Corn & Black Bean Salad
/This is a favorite summertime salad of mine! Roasting the corn on the grill provides the best flavor, in my opinion, but you can also microwave* fresh corn. Watch the cooking time to maintain a nice, crunchy texture. Beans are a really important food to eat regularly if you have pre-diabetes, diabetes or high cholesterol. Here are some of the great nutrients in this salad: soluble fiber, protein, B vitamins and many minerals (folate, manganese, magnesium and iron to name a few). ENJOY!
· 1 (19 oz.) can low sodium black beans, rinsed and drained**
· 1 ½ cups cooked fresh corn (grilled or microwaved)
· 1/3 cup diced red onion
· 1/3 cup fresh, store-bought salsa
· Zest of 1 lime & Juice from 1/2 lime
· 1 teaspoon olive or canola oil
· 1/3 cup chopped fresh cilantro
· Pinch of salt and black pepper
In a medium-large bowl, combine the black beans, corn, red onion, and salsa.
Add lime juice and zest, oil and cilantro. Stir to combine.
Sprinkle with salt and pepper. Stir and let stand for 15- 30 minutes for flavors to blend. Serve.
Makes 4 cups.
*To microwave fresh corn, sprinkle it with salt and pepper, then wrap it in waxed paper. Microwave on HIGH 1 ½ - 2 minutes per ear of corn (i.e. 6 - 8 minutes for 4 ears of corn), depending on how well you like your corn cooked.
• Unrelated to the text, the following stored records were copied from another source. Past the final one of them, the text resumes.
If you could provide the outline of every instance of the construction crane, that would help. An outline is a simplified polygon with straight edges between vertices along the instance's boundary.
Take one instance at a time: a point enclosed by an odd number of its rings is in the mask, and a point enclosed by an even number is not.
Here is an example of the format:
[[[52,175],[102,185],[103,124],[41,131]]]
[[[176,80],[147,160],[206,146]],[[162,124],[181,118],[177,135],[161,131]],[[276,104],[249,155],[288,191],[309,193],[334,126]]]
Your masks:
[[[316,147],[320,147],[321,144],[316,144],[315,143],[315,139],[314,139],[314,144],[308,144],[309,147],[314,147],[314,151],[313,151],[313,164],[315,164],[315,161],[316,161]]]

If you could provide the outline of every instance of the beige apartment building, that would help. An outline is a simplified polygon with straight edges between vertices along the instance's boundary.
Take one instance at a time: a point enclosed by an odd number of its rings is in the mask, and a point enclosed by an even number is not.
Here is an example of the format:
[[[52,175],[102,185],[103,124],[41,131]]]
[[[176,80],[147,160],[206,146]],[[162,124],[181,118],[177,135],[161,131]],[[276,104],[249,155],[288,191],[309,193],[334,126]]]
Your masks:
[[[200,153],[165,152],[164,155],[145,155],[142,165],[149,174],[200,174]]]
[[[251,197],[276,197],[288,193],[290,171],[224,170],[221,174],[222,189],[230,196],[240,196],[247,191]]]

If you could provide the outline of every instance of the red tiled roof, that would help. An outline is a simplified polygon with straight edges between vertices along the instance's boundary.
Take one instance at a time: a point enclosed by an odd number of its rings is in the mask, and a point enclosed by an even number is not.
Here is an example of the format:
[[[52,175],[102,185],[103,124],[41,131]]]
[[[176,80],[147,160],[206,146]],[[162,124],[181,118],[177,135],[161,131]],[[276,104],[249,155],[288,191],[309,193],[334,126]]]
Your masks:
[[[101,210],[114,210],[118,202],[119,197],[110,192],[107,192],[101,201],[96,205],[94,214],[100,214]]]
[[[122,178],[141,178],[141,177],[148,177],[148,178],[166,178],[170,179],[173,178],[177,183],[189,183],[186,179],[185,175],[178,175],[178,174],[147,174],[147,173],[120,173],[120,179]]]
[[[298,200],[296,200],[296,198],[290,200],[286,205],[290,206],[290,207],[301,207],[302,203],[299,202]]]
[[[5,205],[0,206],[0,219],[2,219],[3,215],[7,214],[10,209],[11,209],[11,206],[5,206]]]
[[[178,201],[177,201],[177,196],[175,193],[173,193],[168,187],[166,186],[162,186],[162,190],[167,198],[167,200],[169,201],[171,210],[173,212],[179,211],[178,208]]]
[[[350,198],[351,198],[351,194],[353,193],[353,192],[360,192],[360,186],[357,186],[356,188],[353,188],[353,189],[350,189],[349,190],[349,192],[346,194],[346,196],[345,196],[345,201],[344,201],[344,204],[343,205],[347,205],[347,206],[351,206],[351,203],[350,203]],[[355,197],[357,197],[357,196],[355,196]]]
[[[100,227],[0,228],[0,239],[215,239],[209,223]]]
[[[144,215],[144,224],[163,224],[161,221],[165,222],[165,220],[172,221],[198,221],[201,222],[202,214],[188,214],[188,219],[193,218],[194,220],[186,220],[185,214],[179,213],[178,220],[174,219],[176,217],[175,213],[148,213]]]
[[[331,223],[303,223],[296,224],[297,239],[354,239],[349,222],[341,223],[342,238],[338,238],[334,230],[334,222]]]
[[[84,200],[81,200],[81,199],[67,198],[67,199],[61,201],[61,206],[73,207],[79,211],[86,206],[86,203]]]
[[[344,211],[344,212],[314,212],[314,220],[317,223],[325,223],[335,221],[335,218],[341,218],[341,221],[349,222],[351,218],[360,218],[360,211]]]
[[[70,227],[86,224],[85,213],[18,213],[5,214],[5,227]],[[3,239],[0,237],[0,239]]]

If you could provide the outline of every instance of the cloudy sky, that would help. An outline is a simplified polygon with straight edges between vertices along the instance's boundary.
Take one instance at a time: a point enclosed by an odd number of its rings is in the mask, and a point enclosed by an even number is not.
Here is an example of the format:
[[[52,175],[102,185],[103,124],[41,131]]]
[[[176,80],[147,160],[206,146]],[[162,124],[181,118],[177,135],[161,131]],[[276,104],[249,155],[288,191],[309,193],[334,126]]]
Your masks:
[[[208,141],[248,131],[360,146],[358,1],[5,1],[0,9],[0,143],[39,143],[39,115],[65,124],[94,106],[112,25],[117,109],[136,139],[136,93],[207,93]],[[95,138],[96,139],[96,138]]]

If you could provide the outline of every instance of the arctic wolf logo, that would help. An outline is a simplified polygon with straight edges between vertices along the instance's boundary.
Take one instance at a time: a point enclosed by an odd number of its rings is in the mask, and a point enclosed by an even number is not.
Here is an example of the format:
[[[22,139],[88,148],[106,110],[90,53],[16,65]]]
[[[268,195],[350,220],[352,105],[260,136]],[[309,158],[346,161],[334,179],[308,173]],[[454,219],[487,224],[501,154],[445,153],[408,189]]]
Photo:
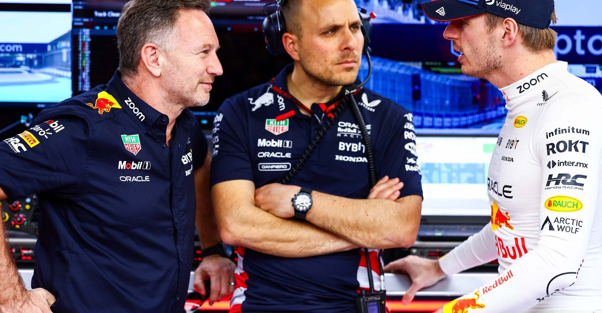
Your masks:
[[[251,111],[255,112],[255,110],[261,108],[261,106],[268,106],[270,105],[273,103],[274,94],[267,91],[265,94],[262,94],[259,98],[257,98],[257,100],[255,101],[253,100],[253,98],[247,99],[249,99],[249,103],[253,105],[253,108],[251,109]]]

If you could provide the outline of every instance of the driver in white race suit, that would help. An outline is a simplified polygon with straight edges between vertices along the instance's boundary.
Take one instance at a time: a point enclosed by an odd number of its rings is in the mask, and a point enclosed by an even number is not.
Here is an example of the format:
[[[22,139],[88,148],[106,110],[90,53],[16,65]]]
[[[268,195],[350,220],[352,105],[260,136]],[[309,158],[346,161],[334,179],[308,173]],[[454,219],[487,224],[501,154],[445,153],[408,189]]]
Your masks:
[[[439,279],[499,261],[499,275],[445,304],[454,313],[602,312],[602,96],[556,60],[551,0],[438,0],[433,19],[463,54],[464,74],[500,88],[507,115],[491,159],[491,221],[438,260],[409,256],[386,270]]]

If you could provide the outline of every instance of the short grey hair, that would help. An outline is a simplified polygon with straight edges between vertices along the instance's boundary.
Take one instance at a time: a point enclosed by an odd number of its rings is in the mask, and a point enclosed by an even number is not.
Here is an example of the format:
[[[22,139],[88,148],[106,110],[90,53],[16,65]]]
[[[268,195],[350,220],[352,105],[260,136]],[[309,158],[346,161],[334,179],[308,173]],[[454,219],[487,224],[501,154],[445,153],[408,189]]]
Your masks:
[[[174,25],[179,10],[200,10],[207,13],[209,0],[131,0],[123,6],[117,24],[119,68],[122,75],[138,73],[140,50],[152,43],[170,51],[173,49]]]

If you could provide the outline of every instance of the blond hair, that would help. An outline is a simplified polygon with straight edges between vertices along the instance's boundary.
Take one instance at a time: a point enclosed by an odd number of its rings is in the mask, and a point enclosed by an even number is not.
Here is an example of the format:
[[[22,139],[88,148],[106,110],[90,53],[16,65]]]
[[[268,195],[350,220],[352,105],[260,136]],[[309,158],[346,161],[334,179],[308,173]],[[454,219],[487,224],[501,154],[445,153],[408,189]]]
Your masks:
[[[506,19],[489,13],[486,13],[487,29],[489,32],[501,24]],[[550,16],[551,23],[556,24],[558,21],[556,17],[556,10],[552,11]],[[540,52],[544,50],[553,49],[556,44],[557,34],[551,28],[537,28],[530,26],[518,24],[518,33],[523,39],[525,47],[532,52]]]

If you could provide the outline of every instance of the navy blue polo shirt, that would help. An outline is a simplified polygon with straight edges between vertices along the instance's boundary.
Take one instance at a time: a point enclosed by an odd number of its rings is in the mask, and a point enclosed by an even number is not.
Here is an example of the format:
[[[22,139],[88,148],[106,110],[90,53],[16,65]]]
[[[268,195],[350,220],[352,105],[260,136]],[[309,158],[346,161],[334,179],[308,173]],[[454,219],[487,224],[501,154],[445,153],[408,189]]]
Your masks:
[[[190,110],[177,118],[168,147],[169,121],[116,73],[0,142],[0,186],[9,202],[38,195],[31,286],[56,297],[54,312],[182,312],[194,245],[193,172],[208,148]]]
[[[278,182],[329,118],[329,111],[341,103],[343,94],[313,104],[312,116],[303,114],[287,88],[292,70],[287,66],[270,83],[229,98],[220,108],[214,122],[212,186],[247,180],[258,188]],[[371,133],[379,178],[399,177],[405,183],[401,197],[421,196],[411,114],[367,89],[353,96]],[[349,108],[290,184],[347,198],[368,196],[365,147]],[[352,312],[358,289],[367,287],[365,260],[359,249],[302,258],[244,248],[239,252],[231,312]],[[373,257],[377,279],[376,251]]]

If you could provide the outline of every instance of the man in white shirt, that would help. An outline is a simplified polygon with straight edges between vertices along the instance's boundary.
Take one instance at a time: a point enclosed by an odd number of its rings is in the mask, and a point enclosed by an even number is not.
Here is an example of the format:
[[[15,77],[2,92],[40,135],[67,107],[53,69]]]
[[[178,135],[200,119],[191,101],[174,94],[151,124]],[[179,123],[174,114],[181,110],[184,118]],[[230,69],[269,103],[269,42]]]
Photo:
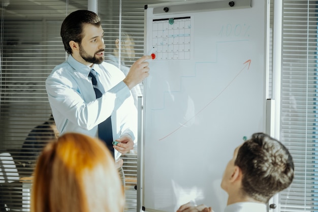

I like it crunchy, so I go with the shorter cooking time.
**I recommend rinsing and draining the beans to remove most of the gas-producing effect of the beans. It also removes 40-50% of the sodium if you are using regular beans. I recommend low sodium beans because you are then in control of how much salt goes into the dish. Add just enough salt to enhance the flavor without overdoing it.